I’ve been inspired by Elm Park, in downtown Worcester, Massachusetts, for many years.  In so many ways, it mirrors the the beauty, the potential, and the struggles of life.  (Click on the horizontal images for a better view.)

It was born in idealism and is chronically underfunded.  It’s inhabitants, wonderfully urbane trees, flourish in the spring and summer, put on an incredible light show in the fall, and then have to withstand the winter.  But, they seem, mostly, to make it through.  At least they have each other.

It’s nice to have them around.

Happy Thanksgiving.

(Technical note:  All images created with an infrared converted Nikon D200, converted to black and white in Nik’s Silver Efex Pro.)

Then as Now

Over the past year we’ve increasingly been drawn to “character trees,” inside the Quabbin Reservoir.  The typical definition of character tree (it is really a subjective one to be sure) has more to do with it’s shape and the apparent story it tells by the twists, turns and gnarls in its trunk.  I now add a qualifier:  they were planted, by humans.  This highlights for me the idea that we can understand something about a society’s relationship with nature by the way they planted trees.  And, trees last a long time, particularly away from an urban environment (less pollution, fewer dogs). The story they tell can last longer than the communities that planted them, as we see here along the Road to Millington, inside Gate 30/29 at the Quabbin Reservoir.  (Click on the images for a better view.)

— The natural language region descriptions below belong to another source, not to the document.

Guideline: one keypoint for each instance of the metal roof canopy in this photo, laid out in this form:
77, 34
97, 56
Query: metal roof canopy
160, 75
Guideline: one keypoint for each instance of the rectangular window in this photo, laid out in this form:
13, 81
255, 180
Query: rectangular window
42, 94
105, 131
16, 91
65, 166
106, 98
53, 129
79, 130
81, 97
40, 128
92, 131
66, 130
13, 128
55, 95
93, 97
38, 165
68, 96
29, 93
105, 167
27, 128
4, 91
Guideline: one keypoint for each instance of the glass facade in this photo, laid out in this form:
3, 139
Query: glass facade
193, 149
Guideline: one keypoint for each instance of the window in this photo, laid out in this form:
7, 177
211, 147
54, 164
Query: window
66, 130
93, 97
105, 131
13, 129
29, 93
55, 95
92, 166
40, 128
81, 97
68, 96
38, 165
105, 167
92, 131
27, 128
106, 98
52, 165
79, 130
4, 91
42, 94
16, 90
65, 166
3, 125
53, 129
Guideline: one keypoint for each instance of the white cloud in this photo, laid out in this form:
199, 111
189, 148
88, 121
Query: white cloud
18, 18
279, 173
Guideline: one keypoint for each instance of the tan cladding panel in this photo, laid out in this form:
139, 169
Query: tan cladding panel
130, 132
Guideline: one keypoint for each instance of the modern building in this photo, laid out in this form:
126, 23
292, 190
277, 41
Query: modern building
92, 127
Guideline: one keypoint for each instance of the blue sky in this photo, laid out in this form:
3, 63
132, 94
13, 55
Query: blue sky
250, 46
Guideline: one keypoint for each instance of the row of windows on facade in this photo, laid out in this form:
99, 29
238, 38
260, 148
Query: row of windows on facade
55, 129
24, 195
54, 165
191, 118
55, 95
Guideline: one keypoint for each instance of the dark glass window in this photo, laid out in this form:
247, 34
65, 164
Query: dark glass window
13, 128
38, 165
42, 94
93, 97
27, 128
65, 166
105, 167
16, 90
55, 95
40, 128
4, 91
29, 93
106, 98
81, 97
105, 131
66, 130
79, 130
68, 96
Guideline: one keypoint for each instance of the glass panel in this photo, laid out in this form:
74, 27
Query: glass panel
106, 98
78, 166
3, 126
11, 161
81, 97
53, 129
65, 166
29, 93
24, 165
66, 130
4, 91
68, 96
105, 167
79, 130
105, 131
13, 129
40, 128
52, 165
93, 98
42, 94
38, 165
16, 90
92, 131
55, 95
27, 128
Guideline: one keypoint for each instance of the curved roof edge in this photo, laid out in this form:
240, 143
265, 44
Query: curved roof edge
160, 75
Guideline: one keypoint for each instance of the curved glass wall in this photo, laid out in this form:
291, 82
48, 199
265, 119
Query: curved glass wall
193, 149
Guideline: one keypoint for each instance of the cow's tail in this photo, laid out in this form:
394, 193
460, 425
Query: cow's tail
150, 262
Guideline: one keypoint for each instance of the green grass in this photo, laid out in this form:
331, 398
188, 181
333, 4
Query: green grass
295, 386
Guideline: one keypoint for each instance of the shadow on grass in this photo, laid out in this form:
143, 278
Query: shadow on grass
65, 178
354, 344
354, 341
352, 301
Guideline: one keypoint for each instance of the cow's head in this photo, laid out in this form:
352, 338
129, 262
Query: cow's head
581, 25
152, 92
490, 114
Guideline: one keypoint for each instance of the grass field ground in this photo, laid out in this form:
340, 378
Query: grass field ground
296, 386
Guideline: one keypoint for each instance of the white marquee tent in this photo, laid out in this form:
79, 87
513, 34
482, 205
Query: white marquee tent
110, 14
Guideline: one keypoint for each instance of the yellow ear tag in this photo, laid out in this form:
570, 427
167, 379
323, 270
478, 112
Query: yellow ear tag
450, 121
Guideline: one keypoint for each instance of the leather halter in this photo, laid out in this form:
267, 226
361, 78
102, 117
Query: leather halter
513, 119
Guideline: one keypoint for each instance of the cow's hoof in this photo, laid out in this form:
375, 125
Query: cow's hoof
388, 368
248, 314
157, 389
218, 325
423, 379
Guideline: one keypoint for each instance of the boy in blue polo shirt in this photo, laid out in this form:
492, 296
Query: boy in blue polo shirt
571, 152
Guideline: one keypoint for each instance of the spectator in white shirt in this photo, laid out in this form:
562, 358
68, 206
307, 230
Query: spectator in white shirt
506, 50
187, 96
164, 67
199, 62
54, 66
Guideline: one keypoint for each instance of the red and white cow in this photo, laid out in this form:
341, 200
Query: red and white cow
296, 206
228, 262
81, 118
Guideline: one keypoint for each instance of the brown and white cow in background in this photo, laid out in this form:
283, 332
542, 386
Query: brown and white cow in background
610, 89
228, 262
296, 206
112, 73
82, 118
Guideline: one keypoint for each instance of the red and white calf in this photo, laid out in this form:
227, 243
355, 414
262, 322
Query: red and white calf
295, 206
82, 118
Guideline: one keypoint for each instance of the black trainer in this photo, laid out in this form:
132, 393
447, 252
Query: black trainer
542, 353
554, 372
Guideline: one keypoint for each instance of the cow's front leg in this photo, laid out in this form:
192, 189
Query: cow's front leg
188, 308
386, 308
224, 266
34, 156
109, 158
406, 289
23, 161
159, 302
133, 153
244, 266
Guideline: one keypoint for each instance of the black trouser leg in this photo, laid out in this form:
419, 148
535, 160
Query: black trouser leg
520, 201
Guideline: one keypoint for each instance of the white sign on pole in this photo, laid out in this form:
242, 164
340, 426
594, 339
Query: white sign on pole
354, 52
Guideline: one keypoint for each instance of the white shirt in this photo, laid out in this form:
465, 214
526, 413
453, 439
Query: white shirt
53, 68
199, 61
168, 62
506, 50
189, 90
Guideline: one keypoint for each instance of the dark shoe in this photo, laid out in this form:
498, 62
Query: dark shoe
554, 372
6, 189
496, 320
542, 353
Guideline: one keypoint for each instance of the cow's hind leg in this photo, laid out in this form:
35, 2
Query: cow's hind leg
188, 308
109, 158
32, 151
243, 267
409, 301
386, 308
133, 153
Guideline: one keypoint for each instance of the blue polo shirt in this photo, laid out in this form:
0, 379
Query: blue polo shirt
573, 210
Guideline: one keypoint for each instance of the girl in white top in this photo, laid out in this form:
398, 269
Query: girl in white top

We were quite surprised to come upon this carefully ordered stand of trees last December.  What stories can we infer?  It’s fun to image.  This area, a part of North Dana, was relatively prosperous.  There was manufacturing nearby but it was still largely a farming community.  The land owner was trying to make a statement. There is graphic order here, but it’s kind of a friendly order.  After all, these are shade trees.  Just the thing for a hot summer day, pre air conditioning.  The temperature under row of trees on a summer day might have been 15 degrees cooler than the hot sun.  A nice place to stop and rest the horses perhaps.

These rows of trees, along stone walls, are not, however, just an artifact of the past. They are still with us today.  Here’s a recent image from “downtown” New Salem, just a few miles away.

Perhaps this is something like the scene along the road to Millington would have appeared were North Dana here today.